Кикин от имени Общества поощрения художников также выводит, что Карл «замечается ленивым на пере», а Александр «большое заслуживает спасибо»…
«Любезные батюшка и матушка! Как Италия прекрасна!! В минуту, когда восхищаешься, часто невольно вкрадывается мысль, что надо будет оную оставить и, если бы и сильнейшие узы привязывали к отечеству, то эту мысль можно было бы назвать ужасною!» — пишет в одном из первых итальянских писем Александр. Дальше следует описание праздничной иллюминации: «Вообразите ночь, церковь св. Петра, всю покрытую шкаликами, и волшебное появление огромных огней…» И прочее.

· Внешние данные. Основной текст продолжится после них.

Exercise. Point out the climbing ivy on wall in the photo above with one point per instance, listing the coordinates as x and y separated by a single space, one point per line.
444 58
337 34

«Правда, Рим начинает мне казаться моим отечеством, — пишет Карл, — однако небольшого труда мне стоит разувериться в этом; стоит прийти домой, как желаешь из него бежать потому, что дьявольская скука быть в компании со скукой! Дорого заплатил бы иногда, в злой час, чтобы Павел и Ванька пошумели бы хоть немножко… Вздохнешь, да и вон пойдешь. Ну, выйдешь на улицу, встретишь итальянку, с которыми я объясняюсь наречием сердца… Оттого только не влюбляешься, что они — одна другой лучше, одна другой невернее и одна другой лукавее… Червончики — тю-тю! и не найдутся…»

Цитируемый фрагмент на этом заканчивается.